Article by Dr Michael Vagg
We have seen plenty of media reporting of the harm done by “overprescribing” of opioid drugs for chronic pain (I use the quotation marks because I challenge anyone to identify what the “right” level of opioid prescribing is) but perhaps this hype is misleading. A new paper from a Melbourne research group suggests we may be looking in the wrong spot for the worst harms.
In this study, published in the journal Pain Medicine a scale for rating medication-related detrimental effects was used to assess a sample of 224 patients being treated at a large metropolitan Melbourne pain treatment centre.
Some patients were only taking one prescribed medication, a few were taking as many as nine. The average patient was taking three medications, with some 80% taking at least one opioid drug. The authors were able to identify five groups within the sample. For those interested in such things, the statistical methods used were quite clever, and worth a read of the full text.
Interestingly perhaps, the smallest of the five groups was those suffering above-average harm from multiple drug classes (5% of the sample). The largest group suffering above-average levels of harm from their medications was the 34% of patients in the sample with problems from the “simple” analgesics such as over-the-counter paracetamol, codeine, ibuprofen and similar preparations. The next largest group were experiencing above-average detriment from non-opioid drugs used for pain such as pregabalin (Lyrica) and amitriptyline (Endep). The opioids came in third at 20% with the other group being combined opioid and benzodiazepene harm at 14%.
These real-world results are fascinating for a couple of reasons.
The first is that they go against received wisdom that opioids are the source of all evil in pain prescribing. I am not disputing that deaths from inadvertent opioid overdoses have increased in the last decade, this has not been in proportion to the growth in prescribing. And while we have been paying attention to the sobering Coroner’s figures on tragic deaths, we may have been looking right past a whole cavalcade of grief caused by codeine addiction, ibuprofen-related gastrointestinal and kidney injury and paracetamol-related liver problems. Not to mention the fractures and other injuries caused by falls, car accidents or workplace incidents due in whole or part to side effects from adjuvant analgesic drugs.
Another reason I’m intrigued by these results is that they are in accord with my own clinical experience. As a rule I have learnt to distrust any research which confirms my own prejudices. This study tends to support my own experience in the clinic where I have observed that non-opioid analgesics cause at least at much adversity to patients as the much-maligned milk of the poppy.
The third reason I like these results is that they tend to support my belief that chronic pain sufferers are not opioid-seeking pleasure fiends, but desperate individuals who are looking for relief. Opioids are capable of providing some people with better quality of life if carefully used. We also know that this is not the case for the majority of chronic pain sufferers. Whether intentionally or not, the literature on prescription opioid issues in both the media and professional journals contains a thread of judgement that does not mirror the people I meet every day of my working life.
It’s rational to seek relief from pain, and if all someone has found even partly effective is an opioid, well why wouldn’t you ask for more of it? I have a solid minority of patients who obtain valuable relief with more than acceptable side effects from opioids. These benefits enable them to work, spend time with their children and grandchildren and other worthy goals. It’s not my experience that opioid-related problems are inevitable or that they don’t have any value under any circumstances.

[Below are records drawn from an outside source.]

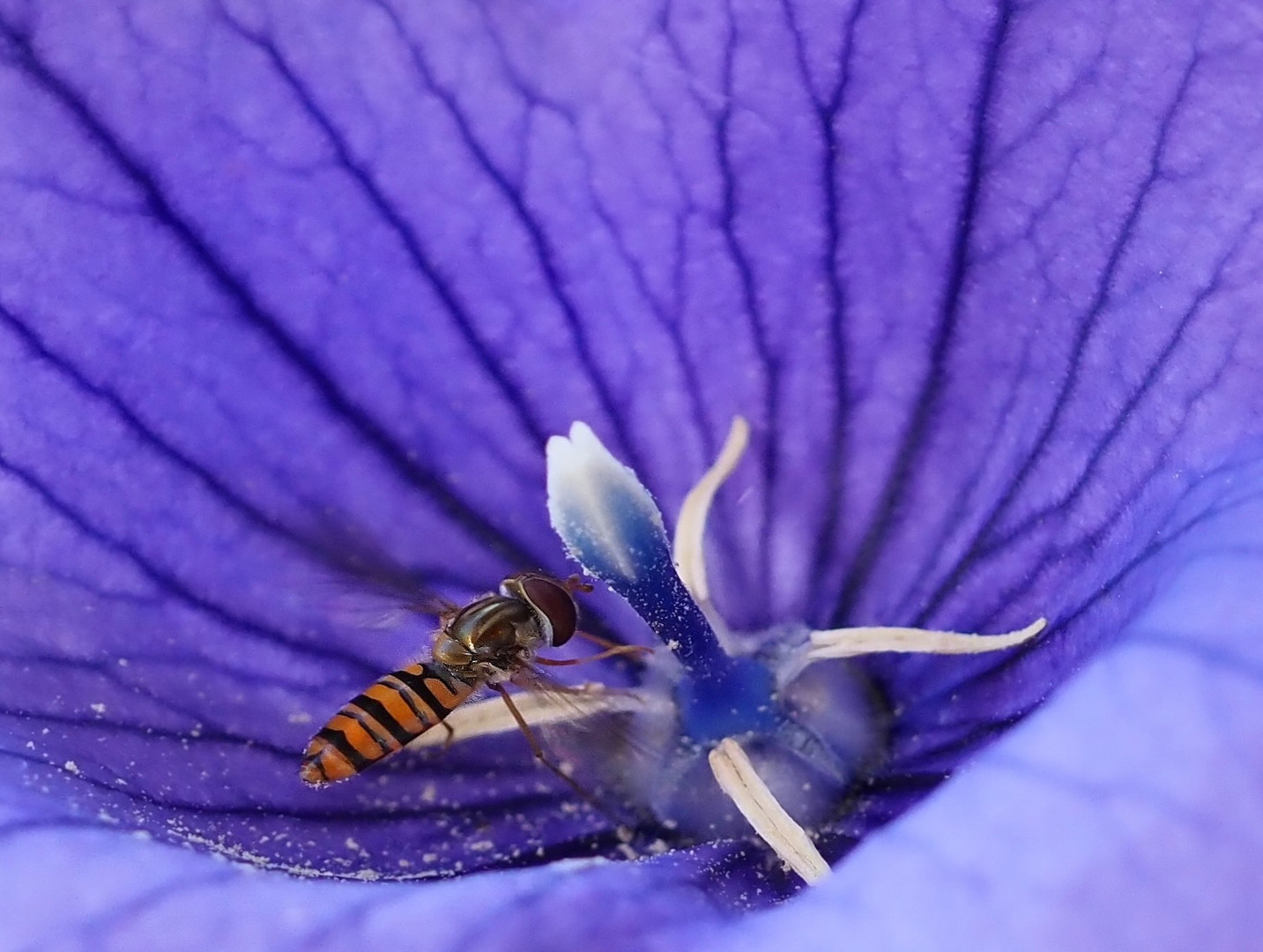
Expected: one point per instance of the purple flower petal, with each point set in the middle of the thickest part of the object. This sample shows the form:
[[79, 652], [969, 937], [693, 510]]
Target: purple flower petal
[[977, 278]]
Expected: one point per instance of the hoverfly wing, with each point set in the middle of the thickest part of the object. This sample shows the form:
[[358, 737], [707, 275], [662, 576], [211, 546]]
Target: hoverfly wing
[[393, 711], [370, 589]]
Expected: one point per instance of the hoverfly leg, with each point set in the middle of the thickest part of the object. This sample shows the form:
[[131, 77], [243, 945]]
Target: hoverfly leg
[[539, 751], [607, 653], [598, 640]]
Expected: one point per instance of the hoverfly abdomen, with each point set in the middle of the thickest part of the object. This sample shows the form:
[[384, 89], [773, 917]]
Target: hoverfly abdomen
[[397, 709]]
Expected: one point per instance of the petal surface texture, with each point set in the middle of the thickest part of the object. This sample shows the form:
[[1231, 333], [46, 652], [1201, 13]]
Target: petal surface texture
[[285, 288]]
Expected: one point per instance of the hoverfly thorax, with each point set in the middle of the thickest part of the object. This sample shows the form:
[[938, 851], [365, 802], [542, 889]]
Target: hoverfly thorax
[[490, 640]]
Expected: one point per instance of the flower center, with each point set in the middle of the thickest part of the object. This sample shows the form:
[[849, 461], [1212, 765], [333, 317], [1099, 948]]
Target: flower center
[[728, 732]]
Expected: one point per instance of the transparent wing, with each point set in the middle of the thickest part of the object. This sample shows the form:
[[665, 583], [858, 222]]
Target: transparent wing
[[367, 587]]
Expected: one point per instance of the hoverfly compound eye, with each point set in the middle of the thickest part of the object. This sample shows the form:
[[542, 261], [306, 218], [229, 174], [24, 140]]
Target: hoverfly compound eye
[[553, 602]]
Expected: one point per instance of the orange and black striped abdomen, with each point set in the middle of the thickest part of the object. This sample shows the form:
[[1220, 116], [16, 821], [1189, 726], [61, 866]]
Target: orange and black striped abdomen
[[398, 707]]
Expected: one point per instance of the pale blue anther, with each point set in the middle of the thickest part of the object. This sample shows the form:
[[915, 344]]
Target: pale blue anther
[[613, 528]]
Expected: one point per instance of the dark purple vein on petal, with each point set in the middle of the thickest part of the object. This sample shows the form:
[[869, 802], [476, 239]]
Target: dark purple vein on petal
[[1161, 543], [1090, 322], [828, 110], [1137, 397], [151, 437], [253, 313], [403, 230], [541, 245], [752, 303], [168, 583], [927, 399]]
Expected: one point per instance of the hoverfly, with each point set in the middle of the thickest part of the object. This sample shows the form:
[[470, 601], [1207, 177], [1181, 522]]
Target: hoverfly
[[492, 640]]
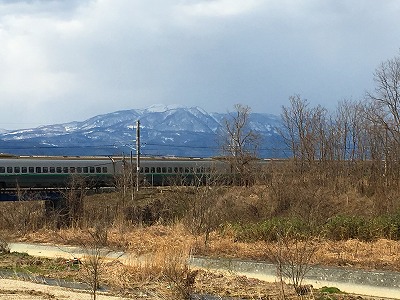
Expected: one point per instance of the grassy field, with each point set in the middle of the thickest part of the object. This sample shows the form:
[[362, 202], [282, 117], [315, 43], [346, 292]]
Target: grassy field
[[331, 218]]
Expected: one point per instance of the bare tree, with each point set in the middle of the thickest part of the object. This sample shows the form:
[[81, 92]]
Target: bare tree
[[384, 114], [304, 129], [240, 143]]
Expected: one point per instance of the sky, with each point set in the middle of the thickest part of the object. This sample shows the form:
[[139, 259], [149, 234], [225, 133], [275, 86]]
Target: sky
[[69, 60]]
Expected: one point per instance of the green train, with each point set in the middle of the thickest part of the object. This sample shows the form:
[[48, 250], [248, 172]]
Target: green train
[[59, 172]]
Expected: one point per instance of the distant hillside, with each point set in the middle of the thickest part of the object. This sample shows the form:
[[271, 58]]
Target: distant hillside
[[165, 131]]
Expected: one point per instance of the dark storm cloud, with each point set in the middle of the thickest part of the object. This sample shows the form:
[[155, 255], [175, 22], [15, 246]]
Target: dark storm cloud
[[69, 60]]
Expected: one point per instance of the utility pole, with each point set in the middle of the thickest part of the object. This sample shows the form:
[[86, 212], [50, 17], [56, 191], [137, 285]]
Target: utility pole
[[137, 154]]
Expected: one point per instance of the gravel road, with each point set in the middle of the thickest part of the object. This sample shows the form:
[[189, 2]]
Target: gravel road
[[11, 289]]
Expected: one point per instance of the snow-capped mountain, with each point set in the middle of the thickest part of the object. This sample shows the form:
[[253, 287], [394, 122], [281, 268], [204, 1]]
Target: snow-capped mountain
[[165, 130]]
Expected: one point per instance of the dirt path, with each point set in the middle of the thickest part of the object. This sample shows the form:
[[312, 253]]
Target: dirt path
[[12, 289]]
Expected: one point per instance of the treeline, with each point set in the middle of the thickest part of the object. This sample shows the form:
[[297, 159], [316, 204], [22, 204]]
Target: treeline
[[367, 129]]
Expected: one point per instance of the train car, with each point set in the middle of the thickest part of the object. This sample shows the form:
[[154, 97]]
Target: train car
[[179, 171], [54, 172], [58, 172]]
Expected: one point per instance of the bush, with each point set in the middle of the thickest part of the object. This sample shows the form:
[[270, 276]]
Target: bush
[[270, 230]]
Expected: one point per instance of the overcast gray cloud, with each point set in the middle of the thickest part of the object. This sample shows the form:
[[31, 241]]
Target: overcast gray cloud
[[69, 60]]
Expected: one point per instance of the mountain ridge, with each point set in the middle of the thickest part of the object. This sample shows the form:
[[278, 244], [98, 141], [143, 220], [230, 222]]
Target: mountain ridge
[[165, 131]]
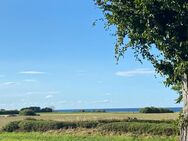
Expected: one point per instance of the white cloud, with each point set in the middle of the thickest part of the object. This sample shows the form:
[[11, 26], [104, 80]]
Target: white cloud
[[141, 71], [9, 83], [102, 101], [42, 92], [29, 80], [32, 72], [107, 94], [48, 96]]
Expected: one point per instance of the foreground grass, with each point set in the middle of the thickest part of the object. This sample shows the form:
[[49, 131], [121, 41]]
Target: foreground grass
[[91, 116], [67, 137]]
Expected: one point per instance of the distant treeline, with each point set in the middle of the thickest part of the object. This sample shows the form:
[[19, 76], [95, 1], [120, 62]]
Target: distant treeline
[[95, 111], [31, 109], [38, 109], [155, 110], [8, 112]]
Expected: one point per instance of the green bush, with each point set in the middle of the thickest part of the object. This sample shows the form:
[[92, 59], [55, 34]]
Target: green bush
[[133, 126], [155, 110], [8, 112], [27, 112], [11, 127], [140, 128]]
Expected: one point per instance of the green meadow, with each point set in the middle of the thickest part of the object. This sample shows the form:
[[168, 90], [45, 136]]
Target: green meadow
[[63, 137], [86, 129]]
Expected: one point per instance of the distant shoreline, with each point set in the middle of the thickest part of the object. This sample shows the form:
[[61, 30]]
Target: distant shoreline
[[116, 110]]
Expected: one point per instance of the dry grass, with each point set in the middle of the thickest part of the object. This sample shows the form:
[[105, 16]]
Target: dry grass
[[91, 116]]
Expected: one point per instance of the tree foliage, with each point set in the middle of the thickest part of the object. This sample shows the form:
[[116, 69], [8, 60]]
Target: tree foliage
[[152, 26]]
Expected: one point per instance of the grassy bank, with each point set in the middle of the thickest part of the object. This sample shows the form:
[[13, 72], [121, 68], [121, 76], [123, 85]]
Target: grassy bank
[[106, 127], [91, 116], [67, 137]]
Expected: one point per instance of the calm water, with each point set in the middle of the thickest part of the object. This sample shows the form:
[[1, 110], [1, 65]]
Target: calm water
[[135, 110]]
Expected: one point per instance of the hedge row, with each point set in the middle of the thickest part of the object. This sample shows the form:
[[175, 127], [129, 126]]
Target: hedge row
[[141, 128], [104, 126], [155, 110]]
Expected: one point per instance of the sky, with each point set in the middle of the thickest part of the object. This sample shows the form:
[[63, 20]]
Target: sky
[[52, 56]]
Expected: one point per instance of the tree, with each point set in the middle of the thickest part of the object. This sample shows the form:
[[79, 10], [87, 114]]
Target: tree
[[157, 31]]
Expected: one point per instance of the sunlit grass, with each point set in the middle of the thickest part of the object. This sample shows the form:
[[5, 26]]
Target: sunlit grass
[[67, 137], [90, 116]]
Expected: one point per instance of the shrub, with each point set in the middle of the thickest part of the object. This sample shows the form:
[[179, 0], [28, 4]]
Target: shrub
[[47, 109], [155, 110], [105, 126], [27, 112], [8, 112], [140, 128], [35, 109]]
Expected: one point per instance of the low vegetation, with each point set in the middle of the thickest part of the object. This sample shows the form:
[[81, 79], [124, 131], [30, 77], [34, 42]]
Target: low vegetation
[[155, 110], [27, 112], [38, 109], [132, 126], [8, 112], [69, 137]]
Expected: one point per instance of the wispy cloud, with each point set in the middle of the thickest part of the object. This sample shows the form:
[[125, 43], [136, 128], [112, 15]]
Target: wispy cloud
[[49, 96], [108, 94], [130, 73], [43, 92], [32, 72], [29, 80], [102, 101], [9, 83]]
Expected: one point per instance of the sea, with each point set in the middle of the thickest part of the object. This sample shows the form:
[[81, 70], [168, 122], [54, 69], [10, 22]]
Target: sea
[[116, 110]]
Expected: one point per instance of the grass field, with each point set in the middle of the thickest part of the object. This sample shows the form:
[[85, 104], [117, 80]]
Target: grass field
[[90, 116], [67, 137]]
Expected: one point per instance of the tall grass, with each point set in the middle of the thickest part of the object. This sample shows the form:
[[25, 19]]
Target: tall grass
[[61, 137]]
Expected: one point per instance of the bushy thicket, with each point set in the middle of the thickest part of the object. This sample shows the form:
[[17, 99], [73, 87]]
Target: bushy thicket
[[155, 110], [27, 112], [8, 112], [38, 109], [140, 128], [133, 126]]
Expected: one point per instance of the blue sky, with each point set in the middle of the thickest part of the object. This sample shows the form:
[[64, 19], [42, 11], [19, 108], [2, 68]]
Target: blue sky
[[51, 55]]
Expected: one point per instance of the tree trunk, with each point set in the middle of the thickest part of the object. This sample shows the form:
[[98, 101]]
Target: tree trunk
[[184, 124]]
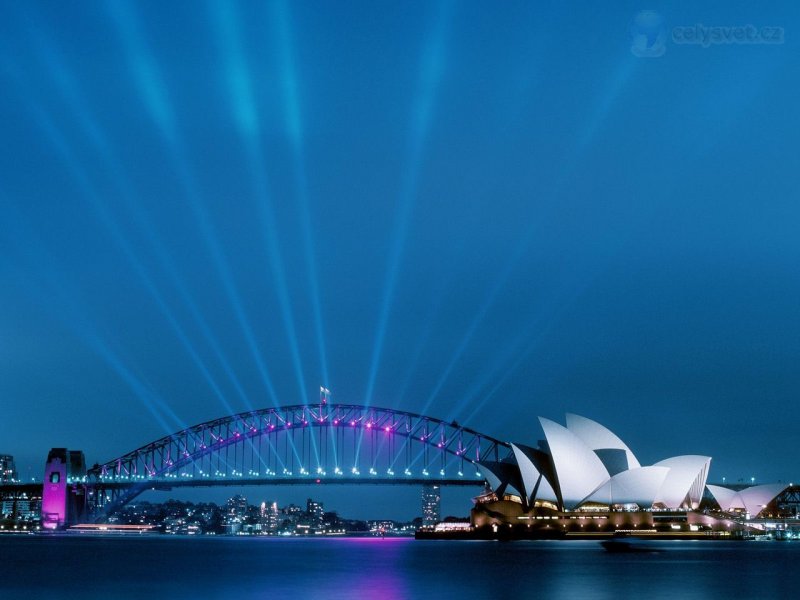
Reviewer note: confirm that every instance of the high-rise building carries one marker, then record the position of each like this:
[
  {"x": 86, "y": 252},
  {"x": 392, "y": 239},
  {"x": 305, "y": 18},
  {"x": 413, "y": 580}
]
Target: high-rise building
[
  {"x": 431, "y": 501},
  {"x": 269, "y": 517},
  {"x": 315, "y": 512},
  {"x": 8, "y": 472}
]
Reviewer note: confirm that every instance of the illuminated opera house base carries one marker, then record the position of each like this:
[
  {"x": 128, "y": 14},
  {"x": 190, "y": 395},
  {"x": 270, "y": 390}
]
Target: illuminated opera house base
[
  {"x": 492, "y": 518},
  {"x": 583, "y": 481}
]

I think addiction specialists and pain management specialists see a different spectrum of customers. Most of the patients I see would much rather be on less medication than more. They are poorly served by a system which facilitates prescriptions and over-the-counter solutions while making it hard to access pain education and interdisciplinary care. According to an old medical axiom, if all you have is a hammer, every problem starts to look like a nail. While we should strive to reduce preventable deaths from opioid poisoning, we would be foolish to think that was the only job that needed doing.
Well-informed consumers in partnership with smarter prescribers and allied practitioners could have better pain management with less of the carnage we currently see. Based on studies like this one, that doesn’t seem unrealistic. Most of the harm seems to come from drugs that are not particularly efficacious. It may well be that having a nationally consistent approach to persistent pain will solve several “intractable” problems at once.